Ou, plus proche, rejouer l’expérience du berger d’estive, isolé dans son buron de pierres, petit habitat monacal des hauts pâturages du Cantal. En effet, il existe bien un voyage insolite (proposé par Un jour en Auvergne) direction Niercombe, et une véritable merveille secrètement nichée à 1h45 d’Aurillac. Le confort est simple, pas d’électricité mais un grand poêle à bois et une déco de rêve zen. Une nuit passée là-haut suffit pour qu’une forme singulière de jet lag s’installe. « La cabane est un laboratoire. Une paillasse où précipiter ses désirs de liberté, de silence et de solitude », écrit Sylvain Tesson. Dans une prairie ou ailleurs, mais toujours à distance du monde, un temps de repos.
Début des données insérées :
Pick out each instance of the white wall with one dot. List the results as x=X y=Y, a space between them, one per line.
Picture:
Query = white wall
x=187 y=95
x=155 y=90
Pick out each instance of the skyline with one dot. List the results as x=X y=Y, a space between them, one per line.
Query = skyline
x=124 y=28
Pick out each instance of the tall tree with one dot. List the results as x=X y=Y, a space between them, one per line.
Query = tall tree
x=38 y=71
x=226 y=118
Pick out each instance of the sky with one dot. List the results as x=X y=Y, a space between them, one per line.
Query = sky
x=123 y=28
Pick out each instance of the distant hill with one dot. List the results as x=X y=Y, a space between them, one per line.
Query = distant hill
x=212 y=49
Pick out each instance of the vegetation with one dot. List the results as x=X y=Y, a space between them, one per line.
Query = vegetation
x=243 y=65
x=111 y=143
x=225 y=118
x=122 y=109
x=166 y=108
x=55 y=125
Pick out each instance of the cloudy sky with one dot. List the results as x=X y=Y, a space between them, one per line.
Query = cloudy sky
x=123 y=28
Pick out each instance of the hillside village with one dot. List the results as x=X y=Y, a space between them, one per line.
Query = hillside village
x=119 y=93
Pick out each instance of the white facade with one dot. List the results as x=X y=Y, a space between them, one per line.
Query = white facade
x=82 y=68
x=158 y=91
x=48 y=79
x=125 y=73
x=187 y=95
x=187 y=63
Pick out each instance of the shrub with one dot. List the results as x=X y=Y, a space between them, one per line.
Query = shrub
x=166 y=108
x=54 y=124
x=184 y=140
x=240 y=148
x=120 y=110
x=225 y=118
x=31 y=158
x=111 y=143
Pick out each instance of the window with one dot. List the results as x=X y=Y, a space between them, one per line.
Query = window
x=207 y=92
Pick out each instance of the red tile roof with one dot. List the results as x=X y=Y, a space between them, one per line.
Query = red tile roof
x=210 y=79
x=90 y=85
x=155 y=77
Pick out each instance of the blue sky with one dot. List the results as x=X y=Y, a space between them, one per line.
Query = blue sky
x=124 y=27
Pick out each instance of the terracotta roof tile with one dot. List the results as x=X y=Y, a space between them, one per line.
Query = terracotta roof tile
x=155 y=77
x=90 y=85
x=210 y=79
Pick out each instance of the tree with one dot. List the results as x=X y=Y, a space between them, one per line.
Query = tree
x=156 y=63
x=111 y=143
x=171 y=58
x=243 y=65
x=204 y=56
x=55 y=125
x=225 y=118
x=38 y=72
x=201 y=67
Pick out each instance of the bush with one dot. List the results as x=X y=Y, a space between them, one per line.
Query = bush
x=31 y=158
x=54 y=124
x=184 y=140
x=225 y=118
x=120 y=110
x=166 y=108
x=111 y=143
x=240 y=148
Comment, ensuite, se reconnecte-t-on ? Sylvain Tesson nous répond : « Le passage brutal de la profusion d’espace et de silence au parc urbain est douloureux. Après avoir disposé du don des heures libres, il est affreux de se replonger dans un temps disséqué, saucissonné, maîtrisé. En six mois d’absence j’ai trouvé que mes proches étaient encore un peu plus intoxiqués par le cancer du portable qui détruit le flux de la durée des heures, saccage le temps, abolit la conversation et empêche la méditation. » La nouvelle tentation Robinson distille des vacances où l’on se serait même débarrassé de la lettre «s ». « La vacance », du latin « vacare », être libre (de tout engagement)...


« Lâcher prise, cela passe souvent par le corps »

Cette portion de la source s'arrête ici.